Monday, November 14, 2011


Terminator 2: Judgement Day (1991)

May 15th, 1992. My 7th birthday.

It was on that day that I became a man. You could say it was my very own Bar Mitzvah. (Also a 'hello' to our Hebrew readers from Israel. Did you like that Bar Mitzvah line? That one was for you.) There was no ceremony. No breaking of a wine glass under a cloth. (Mazel tov!)


No folks. It was on this day that I received quite possibly the most age inappropriate age gift to date. A VHS tape of Terminator 2: Judgement Day.

I don't really think at that age I was fully aware of how amazing T2 is. I mean, sure it was cool. It had motorcycles and a liquid metal man and plenty of guns. But as I got older the nuances of the story really came out. What makes someone human? Can we change the future? What really happens if you inject drain cleaner into a guy's neck?
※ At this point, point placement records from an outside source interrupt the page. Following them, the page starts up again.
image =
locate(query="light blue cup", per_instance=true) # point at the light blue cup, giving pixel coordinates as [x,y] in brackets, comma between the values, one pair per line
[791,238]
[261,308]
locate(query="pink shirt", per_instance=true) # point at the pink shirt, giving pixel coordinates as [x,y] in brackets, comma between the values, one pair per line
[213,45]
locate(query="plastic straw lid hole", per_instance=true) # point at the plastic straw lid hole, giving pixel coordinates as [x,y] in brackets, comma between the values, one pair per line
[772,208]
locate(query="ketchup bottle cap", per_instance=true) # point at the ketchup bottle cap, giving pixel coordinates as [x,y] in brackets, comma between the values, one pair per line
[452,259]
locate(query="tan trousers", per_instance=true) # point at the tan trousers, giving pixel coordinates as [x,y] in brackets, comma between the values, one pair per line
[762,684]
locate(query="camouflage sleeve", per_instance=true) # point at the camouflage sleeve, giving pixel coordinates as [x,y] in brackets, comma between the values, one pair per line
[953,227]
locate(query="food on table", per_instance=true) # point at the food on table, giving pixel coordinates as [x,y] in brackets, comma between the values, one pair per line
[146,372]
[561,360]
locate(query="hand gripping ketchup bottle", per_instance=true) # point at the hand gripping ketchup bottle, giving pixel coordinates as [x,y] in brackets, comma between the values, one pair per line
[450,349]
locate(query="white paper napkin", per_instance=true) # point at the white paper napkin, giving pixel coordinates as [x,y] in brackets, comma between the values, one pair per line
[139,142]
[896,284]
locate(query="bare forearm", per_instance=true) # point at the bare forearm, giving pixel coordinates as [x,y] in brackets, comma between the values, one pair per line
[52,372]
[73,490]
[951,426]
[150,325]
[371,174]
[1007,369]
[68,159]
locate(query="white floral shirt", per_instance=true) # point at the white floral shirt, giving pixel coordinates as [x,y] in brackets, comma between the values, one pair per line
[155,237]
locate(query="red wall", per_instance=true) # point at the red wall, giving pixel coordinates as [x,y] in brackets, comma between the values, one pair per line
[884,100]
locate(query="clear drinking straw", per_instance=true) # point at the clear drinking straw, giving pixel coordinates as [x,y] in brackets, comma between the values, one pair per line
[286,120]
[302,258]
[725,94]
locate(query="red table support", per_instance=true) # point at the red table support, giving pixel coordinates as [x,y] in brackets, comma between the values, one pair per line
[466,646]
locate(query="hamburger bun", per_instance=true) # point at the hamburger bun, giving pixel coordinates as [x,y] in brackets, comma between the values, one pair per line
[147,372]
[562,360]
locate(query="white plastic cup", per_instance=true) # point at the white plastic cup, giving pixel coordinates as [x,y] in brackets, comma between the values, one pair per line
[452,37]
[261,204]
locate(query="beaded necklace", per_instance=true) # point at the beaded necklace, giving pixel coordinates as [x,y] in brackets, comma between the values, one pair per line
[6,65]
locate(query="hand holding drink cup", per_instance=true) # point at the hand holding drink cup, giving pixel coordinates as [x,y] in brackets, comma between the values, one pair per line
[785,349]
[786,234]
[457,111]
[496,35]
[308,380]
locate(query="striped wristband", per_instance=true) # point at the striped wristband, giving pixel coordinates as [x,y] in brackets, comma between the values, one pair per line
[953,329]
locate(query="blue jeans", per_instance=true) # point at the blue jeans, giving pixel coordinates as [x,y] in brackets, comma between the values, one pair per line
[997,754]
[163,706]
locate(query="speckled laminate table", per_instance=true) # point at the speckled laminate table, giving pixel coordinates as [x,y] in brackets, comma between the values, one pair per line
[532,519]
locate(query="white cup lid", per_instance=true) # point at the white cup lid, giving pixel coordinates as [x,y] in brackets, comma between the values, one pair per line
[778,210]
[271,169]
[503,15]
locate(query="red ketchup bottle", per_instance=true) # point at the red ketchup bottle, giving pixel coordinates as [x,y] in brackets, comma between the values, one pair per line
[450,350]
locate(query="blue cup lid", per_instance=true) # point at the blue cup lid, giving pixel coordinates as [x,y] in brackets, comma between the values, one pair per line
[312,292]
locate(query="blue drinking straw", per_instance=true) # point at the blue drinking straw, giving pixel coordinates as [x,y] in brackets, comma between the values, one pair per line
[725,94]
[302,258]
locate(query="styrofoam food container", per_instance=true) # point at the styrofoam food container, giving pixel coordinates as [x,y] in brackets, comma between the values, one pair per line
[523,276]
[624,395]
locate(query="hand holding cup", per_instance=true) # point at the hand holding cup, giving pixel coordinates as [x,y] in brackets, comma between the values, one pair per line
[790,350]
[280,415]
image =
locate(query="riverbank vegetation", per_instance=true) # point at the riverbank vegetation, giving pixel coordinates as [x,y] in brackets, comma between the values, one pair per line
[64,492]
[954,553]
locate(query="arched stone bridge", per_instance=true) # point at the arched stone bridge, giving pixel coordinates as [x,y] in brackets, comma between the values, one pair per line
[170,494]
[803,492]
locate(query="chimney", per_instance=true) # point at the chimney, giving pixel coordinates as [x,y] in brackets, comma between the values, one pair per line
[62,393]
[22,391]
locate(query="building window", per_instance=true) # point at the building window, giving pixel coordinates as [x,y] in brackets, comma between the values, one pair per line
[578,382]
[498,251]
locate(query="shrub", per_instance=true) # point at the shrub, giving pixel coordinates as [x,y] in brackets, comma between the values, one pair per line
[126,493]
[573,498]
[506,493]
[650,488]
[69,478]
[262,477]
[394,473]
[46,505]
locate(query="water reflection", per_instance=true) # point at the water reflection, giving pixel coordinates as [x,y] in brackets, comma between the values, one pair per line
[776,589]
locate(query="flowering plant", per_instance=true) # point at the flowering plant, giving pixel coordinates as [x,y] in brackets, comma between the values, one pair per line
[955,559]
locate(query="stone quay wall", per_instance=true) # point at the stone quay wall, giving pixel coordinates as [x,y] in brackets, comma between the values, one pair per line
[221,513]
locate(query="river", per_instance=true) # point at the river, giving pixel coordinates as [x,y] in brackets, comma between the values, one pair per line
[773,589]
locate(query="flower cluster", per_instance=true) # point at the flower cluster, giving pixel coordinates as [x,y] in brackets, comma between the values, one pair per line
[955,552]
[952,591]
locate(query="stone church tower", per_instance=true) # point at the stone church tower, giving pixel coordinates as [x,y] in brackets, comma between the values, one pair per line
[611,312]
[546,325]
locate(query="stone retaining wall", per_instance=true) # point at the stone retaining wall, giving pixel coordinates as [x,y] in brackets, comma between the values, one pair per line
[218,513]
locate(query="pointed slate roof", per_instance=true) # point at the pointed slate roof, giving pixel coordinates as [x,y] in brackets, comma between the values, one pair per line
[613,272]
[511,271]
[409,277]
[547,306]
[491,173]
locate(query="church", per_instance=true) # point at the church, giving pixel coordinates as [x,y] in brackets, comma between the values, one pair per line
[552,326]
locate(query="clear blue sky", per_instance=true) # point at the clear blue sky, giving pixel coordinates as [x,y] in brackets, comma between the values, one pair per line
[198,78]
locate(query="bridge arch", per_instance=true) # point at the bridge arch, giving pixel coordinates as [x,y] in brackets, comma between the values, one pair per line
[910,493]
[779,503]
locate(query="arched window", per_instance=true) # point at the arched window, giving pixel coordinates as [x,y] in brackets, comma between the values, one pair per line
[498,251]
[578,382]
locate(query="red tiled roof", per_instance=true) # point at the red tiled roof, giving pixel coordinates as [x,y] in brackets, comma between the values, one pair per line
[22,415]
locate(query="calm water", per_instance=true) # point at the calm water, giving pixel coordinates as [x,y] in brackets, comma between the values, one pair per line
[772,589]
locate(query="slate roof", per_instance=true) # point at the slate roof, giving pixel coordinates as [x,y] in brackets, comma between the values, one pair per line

James Cameron really sets up the tension from the get-go. We meet John Connor as a rambunctious youth just spending the days living care-free. Riding around on his moped with his best friend, Bobby Budnick, as they play pranks on local banking establishments.

Easy money indeed, John. Easy money indeed.

But from then on, it's a constant thrill ride as John, his mother, and his new best friend, the T-800 try to flee from the Lon Chaney of futuristic genocidal robots, the T-1000. Sarah Connor thinks she can stop it all if they destroy everything related to Skynet. That way the scientists won't be able to learn anything harmful enough that would destroy everyone. This means the chip from the first T-800 sent back to kill Sarah in the first movie, the arm, and even the new T-800 himself.

That's where we run into Miles Dyson. Head of something or other in the Cyberdyne building. This is where the shit goes down. The cops have followed them there in droves, but since T-800 has promised John that he wouldn't kill anyone, he gets to use that sweet FOOMP gun and just blow up the cars. Dyson has been shot and stays behind to buy our heroes some time. This gives us the scene constantly recreated by my circle of friends, and hopefully yours too.


From here on out it just becomes a suspenseful game of cat and mouse in a steel mill. T-1000 plays all his games in order to lure them to their deaths. In the end though, anything that came to our time in a lightning ball was burned up in a vat of molten lead.


Terminator 2: Judgement Day has so many perfect elements. The action is hard topped by anything else, that's a given. But to have such a ballistic movie matched in its drama and suspense is what makes this movie more than a classic. It's a pillar - a monument for other action movies to look up to. The CGI holds up to this day. The fight scenes are all practical effects. This is the same reason I said The Thing was so intense and still holds up. Practical effects are just plain more effective. I mean, every time Arnold got his face smashed with the girder in the steel mill, more and more of his "skin" came off. And it looked fucking real. If it was CGI, it would have lost all that grounding. And don't get me started on the arm scene at Dyson's house.

Blew my mind when I was seven, and it still looks fucking amazing today.

Even as that impressionable young boy watching Terminator 2 for the first time, I took more away from it than all the explosions and death and chases. As John Connor lowered his best friend to his death, T-800 gave him a thumbs up. At seeing this, I turned to my mom and asked, "Why's he giving a thumbs up, mom?" To which she responded, "Because he knows everything's gonna be all right."


2 comments:

ACE Money said...

Nice choice. I grew up watching this film with my family. It's definitely a Main Man Movie.

Jesse said...

My dad took me to see this in the theaters. Easily one of the most memorable movie-going experiences of my life.